Parameterized algorithms is a fast-growing discipline in the area of algorithm design, where in the primary agenda is to work around NP-hardness by developing algorithms that are both fast and accurate in most situations of practical importance. The area, whose foundations were laid down by Downey and Fellows in the nineties, has seen rapid growth in both the theoretical and engineering contexts.

This is a community blog, and our intention is to collect expositions and announcements of results related to the area of parameterized algorithms. Please see the community wiki for a comprehensive selection of resources. Also see: questions in cstheory tagged parameterized-complexity.
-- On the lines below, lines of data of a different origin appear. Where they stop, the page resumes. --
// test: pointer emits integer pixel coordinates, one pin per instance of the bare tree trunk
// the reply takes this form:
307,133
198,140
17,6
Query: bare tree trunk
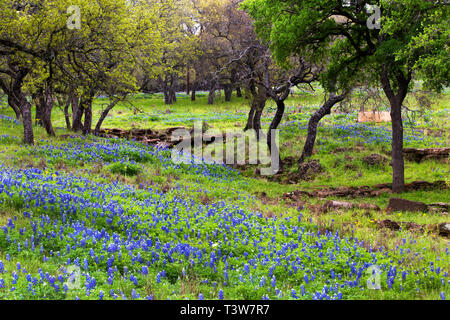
46,102
87,105
104,114
37,99
66,112
251,113
273,149
14,107
211,95
228,91
314,121
188,80
77,114
27,121
238,92
20,100
77,125
396,101
398,166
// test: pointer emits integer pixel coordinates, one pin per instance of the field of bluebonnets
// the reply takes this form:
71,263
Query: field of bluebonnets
102,218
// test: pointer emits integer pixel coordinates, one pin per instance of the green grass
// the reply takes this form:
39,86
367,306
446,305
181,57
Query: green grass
344,168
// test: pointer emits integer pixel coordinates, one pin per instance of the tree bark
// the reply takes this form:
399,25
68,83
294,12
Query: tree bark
14,107
20,100
27,121
37,99
87,105
396,101
77,114
46,103
211,95
238,92
228,91
77,125
251,113
274,149
314,121
103,115
66,112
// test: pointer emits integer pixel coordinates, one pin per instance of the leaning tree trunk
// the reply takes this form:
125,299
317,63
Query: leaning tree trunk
211,95
66,112
314,121
20,100
46,105
16,108
238,92
396,101
38,118
77,114
103,116
27,121
251,113
87,105
77,125
228,91
398,166
274,149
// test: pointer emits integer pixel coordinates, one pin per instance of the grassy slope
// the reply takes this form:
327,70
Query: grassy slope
356,222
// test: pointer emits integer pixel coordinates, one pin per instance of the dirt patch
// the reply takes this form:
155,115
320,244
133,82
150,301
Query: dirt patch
442,229
397,204
419,155
147,136
375,160
365,191
306,171
333,205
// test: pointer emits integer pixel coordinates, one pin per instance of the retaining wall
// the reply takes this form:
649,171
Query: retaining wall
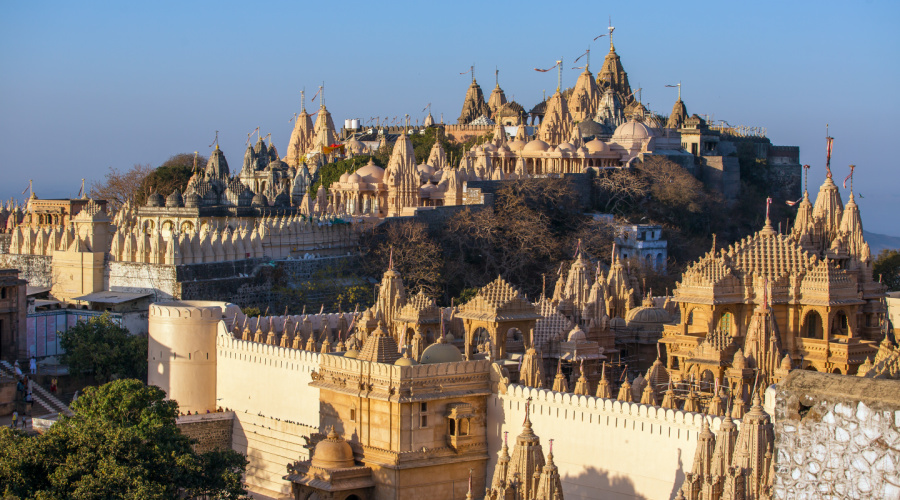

A brief introduction to the primary goal of a parameterized algorithm is as follows. A *parameterization *of a problem is assigning an integer $k$ to each input instance and we say that a parameterized problem is *fixed-parameter tractable (FPT)* if there is an algorithm that solves the problem in time $f(k)\cdot |I|^{O(1)}$, where $|I|$ is the size of the input and $f$ is an arbitrary computable function depending on the parameter $k$ only.

Just as NP-hardness is used as evidence that a problem probably is not polynomial time solvable, there exists a hierarchy of complexity classes above FPT, and showing that a parameterized problem is hard for one of these classes gives evidence that the problem is unlikely to be fixed-parameter tractable.

A parameterized problem is said to admit a *polynomial kernel* if every instance $(I,k)$ can be reduced in polynomial time to an equivalent instance with both size and parameter value bounded by a polynomial in $k$. The study of kernelization is a major research frontier of parameterized complexity and many important recent advances in the area are on kernelization. These include general results showing that certain classes of parameterized problems have polynomial kernels or randomized kernels.

The recent development of a framework for ruling out polynomial kernels under certain complexity-theoretic assumptions has added a new dimension to the field and strengthened its connections to classical complexity.